I wasn’t ready for that kind of attention at nineteen. No teenager is. To be honest, I’m not sure I’m ready for it now.—Dwight Gooden, before the 1996 World Series.
We stole Dwight’s youth.—Davey Johnson, to Thomas Boswell of the Washington Post, when Gooden was admitted to Smithers in 1987.
Strawberry and Gooden were only the most visible elements that made and unmade the 1986 Mets. They weren’t even close to the only ones. It’s time to quit blaming them alone for the rise and collapse of the dynasty that never came to be. And it’s time to quit treating the 1986 Mets like the lepers of New York or any major league baseball. They weren’t the first great baseball team to rise on wild and crazy times and fall on wilder and crazier times, and they won’t be the last. And they weren’t the first, and won’t be the last, great baseball team to be dismantled almost before their staggering conquest really sank in, because their upper management panicked over the wild contingent and lost their vision in trying to neutralise it.
And for all that they aggravated, annoyed, and infuriated the opposition during that stupefying 1986 ride (“Can you beat these assholes?” someone in the Phillies’ spring training 1987 complex scribbled across a team portrait of the 1986 Mets for incentive), there wasn’t one team in the league who would have said no way, Jose if they’d been asked whether they’d have let themselves become the same band of evil angels if it meant they’d have won it all. Just ask the 1993 Phillies, who almost did win it all.
Look, I probably had it worse than most watching that team, in New York and elsewhere. I’d been (and still am) a Met fan since the day they were born, and a Red Sox fan (and still am) since the 1967 pennant race. Would you like to see my drug bills from October 1986?
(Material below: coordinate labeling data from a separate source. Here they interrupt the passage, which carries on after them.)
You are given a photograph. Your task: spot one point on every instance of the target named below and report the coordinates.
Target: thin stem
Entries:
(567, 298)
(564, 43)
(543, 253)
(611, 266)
So the 1986 Mets were their decade’s version of the Gas House Gang. You think the Gas House Gang were unofficially blacklisted from the memories of St. Louis? You think Philadelphia has performed a memory dump on the Philthy Phillies of 1993? You think the Bronx has kept the 1977 Yankees in terminal Phantom Zone exile? It’s well past time for New York to pull its head out from between the wrong pair of cheeks and give the 1986 Mets their due. There’s no reason for New York to ignore their World Series silver anniversary in a town where there are more excuses for Yankee anniversaries (let someone learn when any Yankee legend played his first Yankee game with a hangover and some jerk would initiate an anniversary commemoration for it) than there are protesters in the Occupy Wall Street throngs.
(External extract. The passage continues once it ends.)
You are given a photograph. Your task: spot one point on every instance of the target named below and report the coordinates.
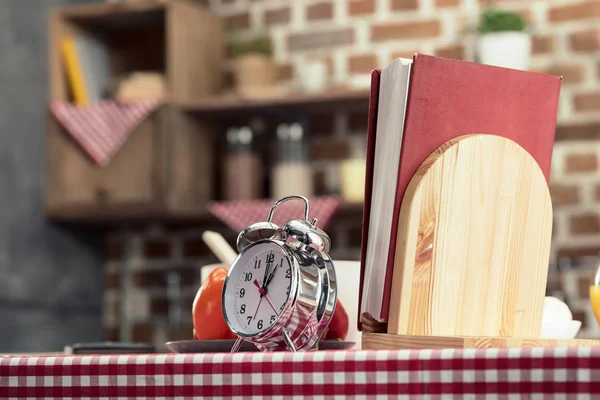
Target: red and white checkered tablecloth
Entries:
(489, 373)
Yes, they were a great baseball team composed of flawed, sometimes self-destructive, sometimes tragic men, sometimes spectacularly so. (Name one team who ever celebrated an arduous league championship triumph by breaking an entire airplane.) But the key is in the first seven words of the preceding sentence: Yes, they were a great baseball team. The one thing they did harder than partying was playing baseball. Warts and otherwise, that is how the 1986 Mets deserve to be remembered. And, commemorated.